Attorney-at-Law

FROM BOONDOCKS TO CORNFIELDS

In Uncategorized on 09/28/2022 at 16:41

Judge Albert G (“Scholar Al”) Lauber gets ’em all, from GA boondocks to IN cornfields.

Donald Furrer and Rita Furrer, T. C. Memo. 2022-100, filed 9/28/22, are farmers who donated a lot of the soybeans and corn they grew on their IN farmstead to two (count ’em, two) charitable remainder annuity trusts (CRATs, in taxspeak) in two different years. The trustee (their son) immediately sold the crops to the usual buyer, who paid cash. From that, the trustee distributed some small interest earned on the cash (which Don and Rita reported) and a lot of cash (which they didn’t report, claiming return of investment).

IRS allowed some of this at Exam, but bounced the rest, and amended their answer to disallow the whole lot when Don and Rita petitioned the bounce.

The matter comes up on partial summary J to the scholar, Judge Albert G (“Scholar Al”) Lauber. IRS has BoP, as the disallowance is new matter.

First, Don and Rita have zero basis in the crops, as they expensed all the costs of producing same on their Sched Fs. And they admit they have zero basis.

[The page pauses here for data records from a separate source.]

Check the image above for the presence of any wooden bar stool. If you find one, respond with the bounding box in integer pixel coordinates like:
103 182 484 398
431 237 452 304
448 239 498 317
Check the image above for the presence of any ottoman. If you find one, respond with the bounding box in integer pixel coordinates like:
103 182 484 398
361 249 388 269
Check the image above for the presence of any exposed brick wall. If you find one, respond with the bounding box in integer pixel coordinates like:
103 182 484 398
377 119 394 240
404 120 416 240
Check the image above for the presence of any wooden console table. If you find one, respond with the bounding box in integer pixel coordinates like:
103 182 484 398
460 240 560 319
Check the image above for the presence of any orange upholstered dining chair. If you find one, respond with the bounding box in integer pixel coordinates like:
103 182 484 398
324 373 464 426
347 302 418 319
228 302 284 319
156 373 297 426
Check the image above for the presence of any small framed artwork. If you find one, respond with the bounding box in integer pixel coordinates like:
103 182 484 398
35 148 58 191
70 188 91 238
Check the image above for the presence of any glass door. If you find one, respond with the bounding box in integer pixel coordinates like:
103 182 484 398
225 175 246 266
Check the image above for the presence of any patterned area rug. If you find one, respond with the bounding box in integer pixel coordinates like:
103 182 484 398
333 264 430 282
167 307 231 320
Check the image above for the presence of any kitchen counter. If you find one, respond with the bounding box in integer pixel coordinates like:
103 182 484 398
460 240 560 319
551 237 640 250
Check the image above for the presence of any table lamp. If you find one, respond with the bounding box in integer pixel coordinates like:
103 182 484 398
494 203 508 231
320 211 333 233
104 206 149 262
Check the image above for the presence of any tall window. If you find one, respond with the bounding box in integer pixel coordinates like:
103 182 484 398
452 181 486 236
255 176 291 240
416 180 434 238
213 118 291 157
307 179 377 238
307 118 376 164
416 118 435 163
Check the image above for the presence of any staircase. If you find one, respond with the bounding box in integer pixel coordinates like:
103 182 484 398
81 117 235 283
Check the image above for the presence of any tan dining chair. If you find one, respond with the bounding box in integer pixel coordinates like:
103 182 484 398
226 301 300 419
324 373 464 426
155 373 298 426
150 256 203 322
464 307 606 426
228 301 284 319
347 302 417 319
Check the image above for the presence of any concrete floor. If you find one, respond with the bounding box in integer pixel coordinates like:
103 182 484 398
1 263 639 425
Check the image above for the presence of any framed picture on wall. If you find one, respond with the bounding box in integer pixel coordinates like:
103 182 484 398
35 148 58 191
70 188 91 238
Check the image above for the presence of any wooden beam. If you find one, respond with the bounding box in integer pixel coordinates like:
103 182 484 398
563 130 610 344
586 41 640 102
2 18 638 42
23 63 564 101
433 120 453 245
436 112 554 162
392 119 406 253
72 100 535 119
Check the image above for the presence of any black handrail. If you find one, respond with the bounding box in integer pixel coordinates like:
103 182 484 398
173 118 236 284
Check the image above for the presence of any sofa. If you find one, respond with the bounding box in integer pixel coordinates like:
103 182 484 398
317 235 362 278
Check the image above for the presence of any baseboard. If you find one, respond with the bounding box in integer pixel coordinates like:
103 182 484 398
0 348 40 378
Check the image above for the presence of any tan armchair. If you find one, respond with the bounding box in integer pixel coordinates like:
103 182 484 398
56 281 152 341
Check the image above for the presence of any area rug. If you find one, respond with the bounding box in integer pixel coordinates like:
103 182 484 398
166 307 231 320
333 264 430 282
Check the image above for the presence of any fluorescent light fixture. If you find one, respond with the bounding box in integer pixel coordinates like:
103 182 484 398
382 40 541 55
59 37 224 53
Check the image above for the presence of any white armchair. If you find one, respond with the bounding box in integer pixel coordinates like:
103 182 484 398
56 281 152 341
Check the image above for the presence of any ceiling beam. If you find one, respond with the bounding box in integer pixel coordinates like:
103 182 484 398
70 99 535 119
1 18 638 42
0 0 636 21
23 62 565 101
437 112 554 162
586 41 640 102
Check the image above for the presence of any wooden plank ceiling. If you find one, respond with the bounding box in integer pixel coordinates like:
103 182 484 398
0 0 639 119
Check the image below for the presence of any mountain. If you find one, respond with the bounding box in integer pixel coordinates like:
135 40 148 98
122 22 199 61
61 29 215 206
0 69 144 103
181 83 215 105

Don and Rita claim charitable contribution for whatever portion of the crops would vest in the 501(c)(3) remaindertypes. But they submitted no Form 8283 or qualified appraisal of the crops, and compliance is a strict requirement per Section 170(f)(11)(a)(i). FMV is irrelevant, because the crops are ordinary income property (goods held for sale in the usual course of business), and Section 170(e)(1)(A) says that grantor thereof only gets a deduction for whatever isn’t taxable at ordinary rates. But all of the proceeds are, because Don and Rita expensed their costs of production. So their contribution for tax purposes is zero.

See also Section 1015. The trusts get the donors’ carryover basis, except where basis is more than FMV at date of donation (in which case trusts’ basis is FMV), plus any gift tax paid. None was paid, and basis is less than FMV here.

So when the trustee sold the crops, all the proceeds were taxable gain.

Except CRATs are tax-exempt.

Except distributions from CRATs are taxable to non-exempt recipients. Trust me, they are: I have a CRAT, and I know.

“A distribution from a CRAT is deemed to consist first of income that is subject to the highest Federal tax rate (ordinary income), and then, upon exhaustion of that class, of income subject to progressively lower tax rates. Only after all taxable income has been distributed is a beneficiary deemed to receive a nontaxable return of corpus.” T. C. Memo. 2022-100, at p. 9.

Don’s and Rita’s trusty attorney gets a ding from Judge Scholar Al.

“Petitioners’ response to the summary judgment motion is not a model of clarity. As best we can tell, they appear to make three arguments. None has merit.” T. C. Memo. 2022-100, at p. 10.

Trusty attorney claims sale to CRATs, except CRATs had nothing wherewith to pay, and any gain on a sale would have been taxable to Don and Rita. The trustee claimed a basis in the donated corn and soybeans when he sold them, but his numbers are “utterly implausible,” T. C. Memo. 2022-100, at p. 11.

Trusty attorney claims distributions should be exempt, as CRAT is exempt.

Section 664(a) exempts the CRAT, but Section 664(b) taxes the distributions.

Finally, trusty attorney tries the Section 72 investment-in-the-contract argument, except Section 72(a)(1) defers to the Section 664 waterfall. And even if Section 72 applied, the basis (investment in the contract) is still zero.